La era digital ha revolucionado silenciosamente los consultorios médicos, cambiando la relación entre los pacientes y los profesionales de la salud.
Actualmente, muchas personas llegan a sus citas con “diagnósticos preliminares” obtenidos de internet, preguntas formuladas con el auxilio de la inteligencia artificial y una curiosidad que antes era poco común.
Así lo considera el Dr. Claudio Filártiga, del Instituto de Previsión Social (IPS). Desde su perspectiva, este cambio cultural tiene dos caras; abre nuevas oportunidades, pero también introduce desafíos logísticos en los cuales la previsional no está ajena.
El especialista en Medicina Familiar y Salud Pública del IPS y actual director del Hospital Nanawa de Asunción señaló que las consultas han evolucionado significativamente y han repercutido en la saturación de los servicios.
“Ahora recibimos pacientes más informados, que llegan con lecturas previas y preguntas concretas”, comentó durante un recorrido por las instalaciones del hospital. No obstante, este conocimiento previo, frecuentemente alimentado por herramientas como ChatGPT y otros asistentes digitales, ha alargado considerablemente la duración de cada consulta, dado que gran parte de la atención se centra en aclarar dudas y analizar información traída por los propios pacientes”, adujo.
Cambios
Esto ha generado un impacto directo en los tiempos de atención, contribuyendo a las largas filas que los beneficiarios del sistema público conocen bien.
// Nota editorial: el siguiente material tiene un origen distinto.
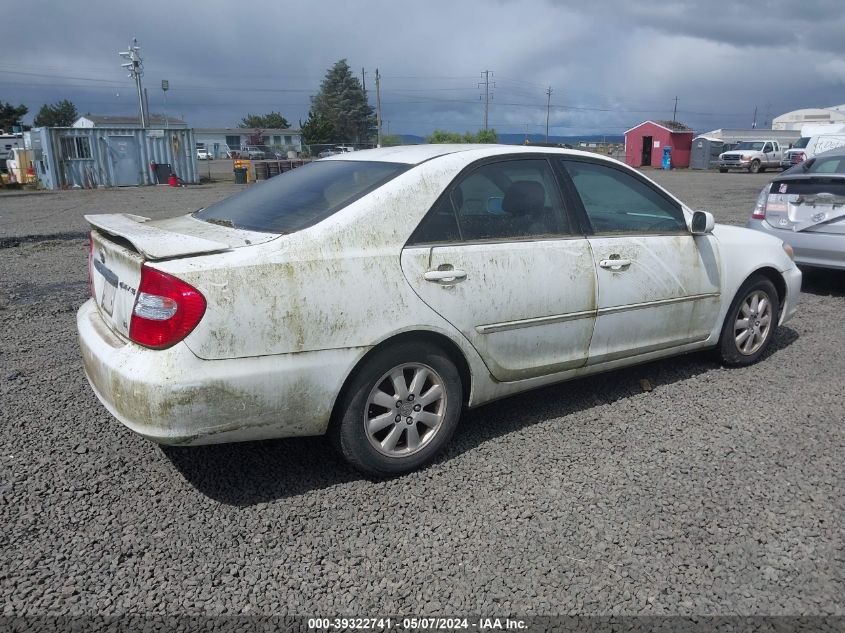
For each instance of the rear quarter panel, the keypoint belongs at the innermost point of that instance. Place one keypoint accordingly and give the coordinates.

A pesar de ello, el médico considera que este fenómeno tiene su lado positivo: pacientes informados permiten concentrar la consulta en cuestiones más específicas, optimizando aspectos del diagnóstico.
El problema radica en que esto puede afectar el flujo de atención cuando se replica en la rutina de un alto volumen de consultas diarias.
Reestructuración. Para mitigar estas dificultades, dijo el galeno, el IPS ha llevado a cabo una reestructuración interna en su modelo de atención.
En lugar de contratar más personal médico, optaron por redistribuir estratégicamente a los profesionales existentes que ya cuentan con la expertise necesaria.
A través del análisis de datos estadísticos sobre los horarios de mayor tráfico en cada hospital, han reforzado las franjas más críticas con más médicos disponibles, logrando así reducir notablemente las listas de espera.
“Con la misma cantidad de médicos, ajustamos los turnos para cubrir los momentos pico y disminuir las aglomeraciones”, explicó el especialista.
Sin embargo, el médico advirtió sobre un efecto secundario inesperado: el aumento de pacientes que acuden a un centro específico tras escuchar buenas referencias, lo que puede provocar una nueva sobrecarga.
Por esta razón, el objetivo principal es expandir esta estrategia a toda la red hospitalaria del IPS de manera uniforme.